A epidemia dos jogos de azar tem mobilizado o governo, que tem elaborado formas de desestímulo ao vício. O Ministério da Fazenda publicou portaria que prevê a exclusão, a partir do próximo mês, de plataformas que não solicitarem autorização formal para operar no Brasil. O chefe da pasta, ministro Fernando Haddad, disse que está se associando ao Ministério da Saúde para tratar a questão.
Segundo o economista Otto Nogami, professor do Instituto de Ensino e Pesquisa (Insper), apesar dos possíveis benefícios, a regulamentação dos jogos de azar é questionável. "Há um receio legítimo de que a expansão dos jogos de azar aumente a incidência de problemas como o vício em apostas, que pode levar a problemas financeiros e sociais graves para os indivíduos afetados. Isso poderia ter implicações sociais profundas, como o aumento de dívidas pessoais e a deterioração das condições de vida de famílias afetadas", diz.

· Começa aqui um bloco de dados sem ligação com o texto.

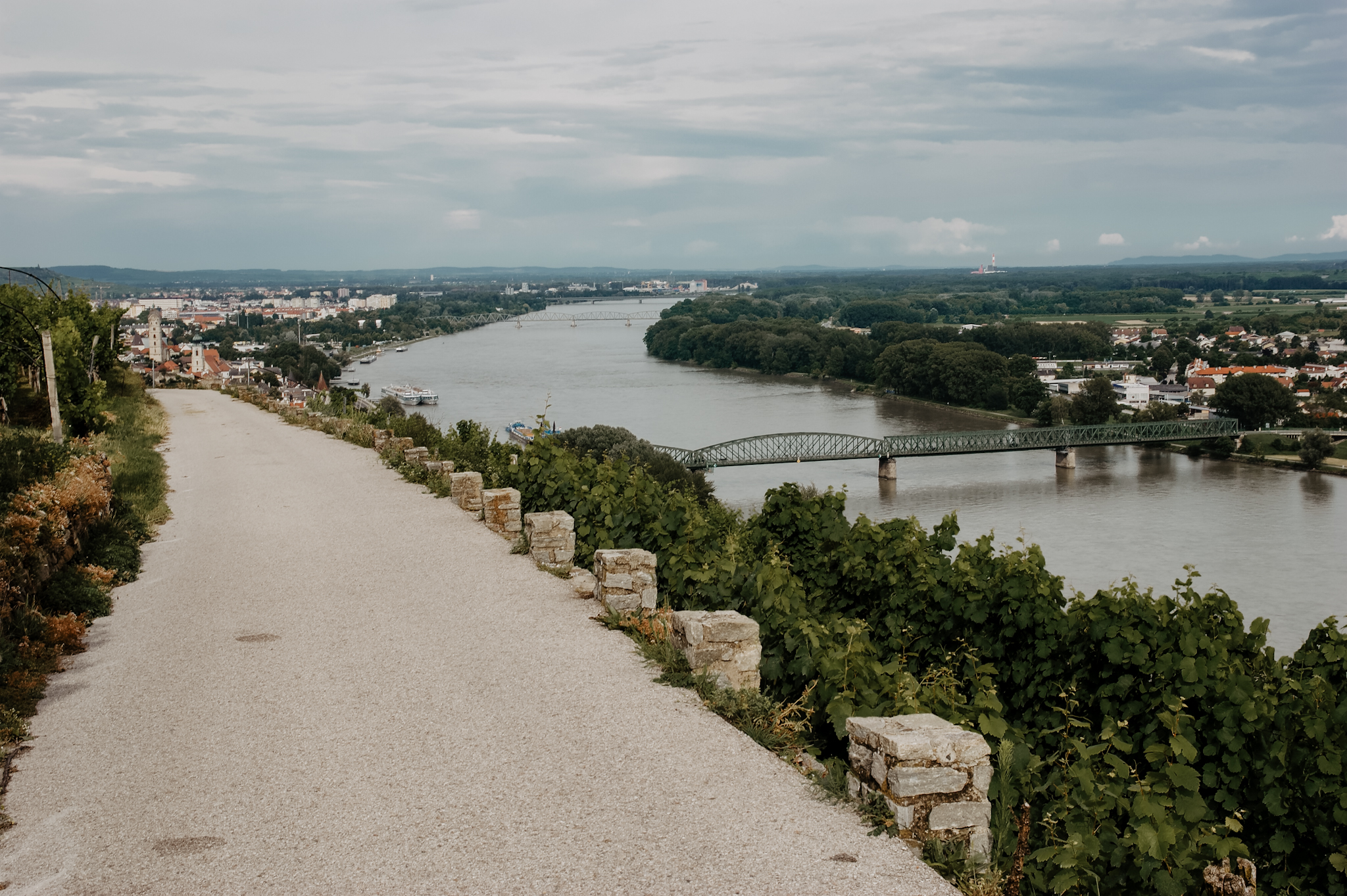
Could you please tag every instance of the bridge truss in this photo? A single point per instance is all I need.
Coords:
(791, 447)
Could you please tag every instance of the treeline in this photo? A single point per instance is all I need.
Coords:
(1014, 302)
(988, 366)
(1151, 735)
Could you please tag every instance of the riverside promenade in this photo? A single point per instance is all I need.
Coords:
(326, 681)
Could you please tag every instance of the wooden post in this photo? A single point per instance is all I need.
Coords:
(51, 387)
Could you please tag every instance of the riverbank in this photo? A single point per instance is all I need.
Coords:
(468, 688)
(1288, 463)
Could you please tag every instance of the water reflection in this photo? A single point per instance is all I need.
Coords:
(1272, 538)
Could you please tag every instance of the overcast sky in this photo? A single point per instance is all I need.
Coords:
(726, 133)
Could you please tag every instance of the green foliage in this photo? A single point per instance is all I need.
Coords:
(1097, 402)
(1151, 734)
(1158, 411)
(74, 591)
(614, 442)
(74, 323)
(1221, 448)
(29, 455)
(1315, 446)
(1254, 400)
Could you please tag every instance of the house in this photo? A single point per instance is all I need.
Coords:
(1202, 385)
(1132, 392)
(1171, 393)
(1065, 387)
(1221, 374)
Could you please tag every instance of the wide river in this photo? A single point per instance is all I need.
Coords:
(1273, 540)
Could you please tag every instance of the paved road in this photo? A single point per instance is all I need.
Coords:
(330, 682)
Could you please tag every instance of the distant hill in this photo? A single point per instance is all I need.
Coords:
(278, 277)
(1222, 260)
(274, 276)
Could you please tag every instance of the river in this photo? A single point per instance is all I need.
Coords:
(1271, 538)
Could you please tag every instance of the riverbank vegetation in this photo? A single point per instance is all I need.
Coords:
(73, 514)
(1151, 734)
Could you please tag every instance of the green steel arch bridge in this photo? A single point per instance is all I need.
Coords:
(798, 447)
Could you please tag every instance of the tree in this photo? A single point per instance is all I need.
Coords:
(1254, 400)
(1096, 404)
(1158, 411)
(1054, 412)
(1315, 446)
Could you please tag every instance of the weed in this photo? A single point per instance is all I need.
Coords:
(952, 861)
(14, 727)
(876, 813)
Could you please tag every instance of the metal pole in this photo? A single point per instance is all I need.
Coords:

Um levantamento recente da Confederação Nacional do Comércio de Bens, Serviços e Turismo (CNC) apontou que mais de 1,3 milhão de brasileiros ficaram inadimplentes devido às apostas em cassinos on-line. Foram aproximadamente R$ 68 bilhões gastos em jogos entre 2023 e 2024, o que representa 0,62% do Produto Interno Bruto (PIB) e 22% da massa salarial.
Nogami ressaltou que o debate sobre a legalização e regulamentação dos cassinos e do jogo do bicho no país envolve uma análise cuidadosa. "Embora os potenciais ganhos econômicos e de arrecadação sejam tentadores, é preciso garantir que o país adote uma estrutura de regulamentação rigorosa que mitigue os riscos sociais e garanta proteção aos jogadores vulneráveis", observa.
"A experiência internacional pode servir de guia, mas o Brasil precisa adaptar suas políticas às realidades locais, levando em consideração os riscos de aumento do vício e os impactos sociais a longo prazo", finaliza.
O PL dos jogos de azar foi aprovado na Comissão de Constituição e Justiça (CCJ) do Senado no fim de junho em placar apertado, com 14 votos favoráveis e 12 contrários. A proposta segue em tramitação na Casa, sem perspectiva de ter a votação finalizada. O presidente Luiz Inácio Lula da Silva já sinalizou que deve sancioná-la, se aprovada. Entretanto, o petista afirmou que não é isso "que vai salvar o país" em termos de receitas e geração de empregos.